The other approach I suggested was testing. The goal here is to manufacture data where none exists, thereby creating something to measure. This turned out to be a key concept throughout the performance measurement discussions. Testing also shows that marketers are at least doing something rigorous, thereby helping satisfy critics who feel marketing investments are totally arbitrary. Of course, this is a political rather than analytical approach, but politics are important. The final benefit of testing is it gives a platform for continuous improvement: even though you may not know the absolute value of any particular marketing effort, a test tells whether one option or another is relatively superior. Over time, this allows a measurable gain in results compared with the original levels. Eventually it may provide benchmarks to compare different marketing efforts against each other, helping with both channel allocation and brand value as well.
Even testing isn’t always possible, as my students were quick to point out. My answer at that point was simply that you have to seek situations where you can test: for example, Web efforts are often more measurable than conventional channels. Web results may not mirror results in other channels, because Web customers may themselves be very different from the rest of the world. But this again gets back to the issue of doing the best with the resources at hand: some information is better than none, so long as you keep in mind the limits of what you’re working with.
I also suggested that testing is more possible than marketers sometimes think, if they really make testing a priority. This means selecting channels in part on the basis of whether testing is possible; designing programs so testing is built in; and investing more heavily in test activities themselves (such as incentives for survey participants). This approach may ultimately lead to a bias in favor of testable channels—something that seems excessive at first: you wouldn’t want to discard an effective channel simply because you couldn’t test it. But it makes some sense if you realize that testable channels can be improved continuously, while results in untestable channels are likely to stagnate. Given this dynamic, testable channels will sooner or later become more productive than untestable channels.

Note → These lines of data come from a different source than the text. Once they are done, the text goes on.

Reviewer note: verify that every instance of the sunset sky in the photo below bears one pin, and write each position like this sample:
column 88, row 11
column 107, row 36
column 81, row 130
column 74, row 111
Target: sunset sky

This holds even if the testable channels are less efficient at the start.
I offered all these considerations to my students, and may have seen a few lightbulbs switch on. It was hard to tell: by the time we had gotten this far into the discussion, everyone was fairly tired. But I think it’s ultimately the best advice I could have given them: focus on testing and measuring what you can, and make the best use possible of the resulting knowledge. It may not directly answer your immediate questions, but you will learn how to make the most effective use of your marketing resources, and that’s the goal you are ultimately pursuing.